Whether we regard ourselves as conservatives or liberals or socialists or whatever label we choose, our universe is being returned to us after long centuries in which we have felt divorced from it: man pitted against nature, absurdly as existentialism had it, both the brute and dumb force of nature itself and the cold and hostile representations of nature in the abstractions of our science. This is why the hook that I mentioned at the beginning is so interesting. Jacques Merleau-Ponty, as a philosopher, collaborated with Bruno Morando, as an astronomer, to engage in a dialogue, which they call The Rebirth of Cosmology. It is not satisfying as a book; dialogues very rarely are, unless one is writing, like Plato, both sides of the argument. Both men are too aware that they are breaking ground. They are not yet on the wings of their vision. Yet their book is important and enriching. It is by far the best attempt that has been made to bridge the gap between our philosophy and our science, certainly much better than the maunderings of a Teilhard de Chardin. One believes that it could not have been written before this decade, before the direct exploration of space had given us a new confidence. When Merleau-Ponty says of the cosmology of the Greeks that it was totally erroneous, but that "it nevertheless carries a kind of permanent truth, in the sense that its economy results from a very subtle adjustment between what the eye sees, what the imagination constructs, and what reason requires," one feels that our philosophy may be ready once more to confront the metaphysical questions about the nature of the universe, from which both existentialism and linguistics in our century have retreated.

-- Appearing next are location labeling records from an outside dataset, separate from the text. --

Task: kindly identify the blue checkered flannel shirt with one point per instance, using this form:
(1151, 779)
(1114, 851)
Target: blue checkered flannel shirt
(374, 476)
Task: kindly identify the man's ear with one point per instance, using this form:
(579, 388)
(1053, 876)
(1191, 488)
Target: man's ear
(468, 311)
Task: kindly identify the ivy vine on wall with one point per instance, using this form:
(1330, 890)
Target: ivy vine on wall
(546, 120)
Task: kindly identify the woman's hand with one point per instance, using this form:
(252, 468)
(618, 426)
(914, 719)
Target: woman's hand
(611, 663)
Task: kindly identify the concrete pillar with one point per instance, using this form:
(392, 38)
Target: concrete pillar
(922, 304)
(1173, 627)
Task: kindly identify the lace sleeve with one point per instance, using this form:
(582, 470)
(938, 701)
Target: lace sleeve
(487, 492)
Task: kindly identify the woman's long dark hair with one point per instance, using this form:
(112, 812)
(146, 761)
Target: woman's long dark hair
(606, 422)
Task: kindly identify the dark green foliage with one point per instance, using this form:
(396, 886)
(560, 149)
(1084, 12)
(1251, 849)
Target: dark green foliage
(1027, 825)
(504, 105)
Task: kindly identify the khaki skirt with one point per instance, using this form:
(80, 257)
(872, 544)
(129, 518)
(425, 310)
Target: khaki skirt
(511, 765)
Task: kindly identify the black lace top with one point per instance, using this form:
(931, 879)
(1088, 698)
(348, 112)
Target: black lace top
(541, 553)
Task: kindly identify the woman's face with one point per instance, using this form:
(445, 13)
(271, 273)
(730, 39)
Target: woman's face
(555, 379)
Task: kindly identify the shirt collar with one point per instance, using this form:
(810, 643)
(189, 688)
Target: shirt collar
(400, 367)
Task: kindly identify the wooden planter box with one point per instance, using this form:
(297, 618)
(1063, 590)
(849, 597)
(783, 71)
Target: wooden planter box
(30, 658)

The conservative mood of our century, and more recently of this decade, has been pitted against our science as well as against nature. The contemporary conservative is anxious and nervous about science. He does not know where it will lead, on the one hand; on the other hand, he feels that it will lead to a lack of reverence. But it is precisely this need for reverence, even for some form of transcendence, that our science is more and more willing to encompass. Sir Bernard Lovell, the great director of the radio astronomy station at Joddrell Bank, has said that we may now he able to examine the molecules in a sunset, and to begin to understand the strange atmosphere and surface of Venus, but that our science is unable, and no longer claims, to unravel the ethos of the evening star. The more we gaze on our own system and even on the rest of the universe, even on phenomena like the black holes that we cannot see, the more lovely and wondrous, intricate and awe-inspiring it seems. Lovers have not forfeited the moon to the astronauts, or to the scientists at the Jet Propulsion Laboratory. Our science is no longer the sorcerer's apprentice, but again the handmaiden of our deepest longings, and this is why the exploration matters to us, because there is all the difference between the pictures of Jupiter, of Io and Ganymede and Callisto and Europe, and the calculations that made them possible. Our world and the future are not closed, but are opening to us as never before. This is the new vitality for which we, our philosophy and our societies and our politics, have waited so long.